Grammarly plans to acquire the buzzy email app Superhuman, according to a press release.
Grammarly wants to become an ‘AI productivity platform’
It’s acquiring Superhuman and has broader ambitions around AI.
It’s acquiring Superhuman and has broader ambitions around AI.


Email is already the “number-one use case” of Grammarly for professional users, the company says, with “the AI assistant helping to revise over 50 million emails per week across more than 20 email providers.” Buying Superhuman makes some sense, then: it gives Grammarly its own email app to showcase its product.
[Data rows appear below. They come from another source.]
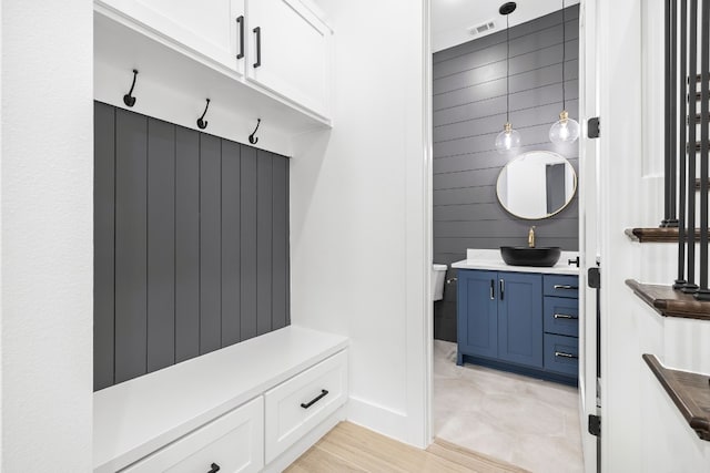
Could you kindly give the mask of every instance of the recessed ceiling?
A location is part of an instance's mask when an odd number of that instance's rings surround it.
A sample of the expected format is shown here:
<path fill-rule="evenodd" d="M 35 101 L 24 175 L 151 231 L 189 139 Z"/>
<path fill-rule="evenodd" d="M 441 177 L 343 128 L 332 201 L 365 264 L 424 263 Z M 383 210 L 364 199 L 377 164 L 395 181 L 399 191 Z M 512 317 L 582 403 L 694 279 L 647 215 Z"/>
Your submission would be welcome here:
<path fill-rule="evenodd" d="M 498 9 L 507 0 L 432 0 L 432 49 L 442 51 L 486 34 L 504 30 L 506 19 Z M 510 25 L 544 17 L 562 8 L 562 0 L 518 0 L 518 8 L 510 13 Z M 565 0 L 565 7 L 579 0 Z M 470 29 L 494 21 L 495 28 L 476 35 Z"/>

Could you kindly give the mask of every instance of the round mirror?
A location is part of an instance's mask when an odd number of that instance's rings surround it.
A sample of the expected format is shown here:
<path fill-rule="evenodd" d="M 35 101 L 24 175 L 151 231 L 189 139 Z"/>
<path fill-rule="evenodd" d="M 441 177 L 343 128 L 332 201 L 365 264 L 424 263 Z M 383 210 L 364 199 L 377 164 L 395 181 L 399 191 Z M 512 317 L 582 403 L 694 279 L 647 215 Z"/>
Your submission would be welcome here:
<path fill-rule="evenodd" d="M 569 161 L 550 151 L 531 151 L 500 169 L 498 202 L 516 217 L 548 218 L 569 205 L 577 192 L 577 173 Z"/>

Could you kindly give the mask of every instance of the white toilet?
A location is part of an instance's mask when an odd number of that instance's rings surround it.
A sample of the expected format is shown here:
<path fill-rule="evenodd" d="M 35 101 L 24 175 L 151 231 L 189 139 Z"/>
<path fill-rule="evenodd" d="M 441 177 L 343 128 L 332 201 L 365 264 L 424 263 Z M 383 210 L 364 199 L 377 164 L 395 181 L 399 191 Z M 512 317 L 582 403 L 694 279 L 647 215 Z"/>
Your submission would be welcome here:
<path fill-rule="evenodd" d="M 444 299 L 444 281 L 446 280 L 446 265 L 432 266 L 432 300 Z"/>

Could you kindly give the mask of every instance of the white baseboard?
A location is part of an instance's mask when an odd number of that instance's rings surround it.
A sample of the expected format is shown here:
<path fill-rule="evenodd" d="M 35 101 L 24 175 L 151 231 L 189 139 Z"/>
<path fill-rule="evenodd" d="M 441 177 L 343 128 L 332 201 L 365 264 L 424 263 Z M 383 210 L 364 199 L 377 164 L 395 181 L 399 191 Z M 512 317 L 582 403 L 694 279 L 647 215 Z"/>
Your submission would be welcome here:
<path fill-rule="evenodd" d="M 408 429 L 409 419 L 403 412 L 351 397 L 347 403 L 347 420 L 383 435 L 420 448 L 414 443 L 412 432 Z"/>
<path fill-rule="evenodd" d="M 303 455 L 310 448 L 321 440 L 323 435 L 328 433 L 331 429 L 337 425 L 338 422 L 345 420 L 347 404 L 341 407 L 337 411 L 331 414 L 326 420 L 321 422 L 315 429 L 305 434 L 301 440 L 294 443 L 288 450 L 278 455 L 274 461 L 264 467 L 264 472 L 267 473 L 281 473 L 288 465 L 291 465 L 298 456 Z"/>

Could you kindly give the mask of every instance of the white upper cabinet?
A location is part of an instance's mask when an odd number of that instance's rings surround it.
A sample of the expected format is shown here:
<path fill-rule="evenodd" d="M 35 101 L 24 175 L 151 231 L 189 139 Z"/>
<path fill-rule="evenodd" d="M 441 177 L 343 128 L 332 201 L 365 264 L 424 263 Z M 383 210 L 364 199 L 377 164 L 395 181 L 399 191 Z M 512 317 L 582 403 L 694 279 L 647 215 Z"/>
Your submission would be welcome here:
<path fill-rule="evenodd" d="M 247 78 L 322 116 L 329 99 L 329 28 L 298 0 L 248 0 Z"/>
<path fill-rule="evenodd" d="M 235 79 L 241 86 L 329 124 L 333 32 L 308 0 L 94 0 L 94 4 L 102 16 Z M 129 54 L 140 55 L 130 51 L 124 55 Z M 175 72 L 191 73 L 171 71 Z"/>
<path fill-rule="evenodd" d="M 244 54 L 237 58 L 245 48 L 240 34 L 244 28 L 244 0 L 99 0 L 97 3 L 244 74 Z"/>

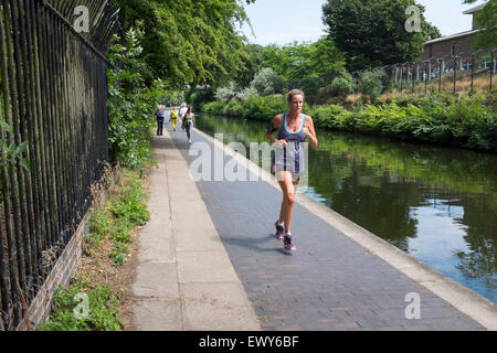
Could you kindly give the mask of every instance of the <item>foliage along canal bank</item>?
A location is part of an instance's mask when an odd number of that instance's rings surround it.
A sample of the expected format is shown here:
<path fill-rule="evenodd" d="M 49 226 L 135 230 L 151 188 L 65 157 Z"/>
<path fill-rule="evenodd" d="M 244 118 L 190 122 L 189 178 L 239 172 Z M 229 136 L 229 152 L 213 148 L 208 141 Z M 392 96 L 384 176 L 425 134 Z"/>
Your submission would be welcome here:
<path fill-rule="evenodd" d="M 457 99 L 436 93 L 426 97 L 403 96 L 376 105 L 305 105 L 317 129 L 379 133 L 404 140 L 425 141 L 497 152 L 496 89 L 485 99 Z M 203 106 L 212 115 L 269 121 L 287 110 L 284 96 L 251 96 L 216 100 Z"/>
But based on the press release, Grammarly has broader ambitions — which, like many other tech companies, involve AI. Specifically, AI agents.
“Grammarly is evolving into a productivity platform for apps and agents, moving toward a multi-product company with hundreds of intelligent, task-specific agents,” the company says. “Email represents the ideal environment for this multi-agent assistance, with professionals spending more than three hours daily in their inboxes and email remaining foundational to any productivity suite.”
The company says this is a “future platform” that will “enable scenarios where users can work with multiple agents simultaneously,” such as a communication agent, sales agent, support agent, and marketing agent all helping you write a customer memo. But the real test will be if those plans actually pan out — and if Grammarly can compete with tools from AI giants like OpenAI and Google, which also have agentic ambitions.
Grammarly acquired the productivity startup Coda late last year, with Coda co-founder and CEO Shishir Mehrotra taking over the combined company as CEO.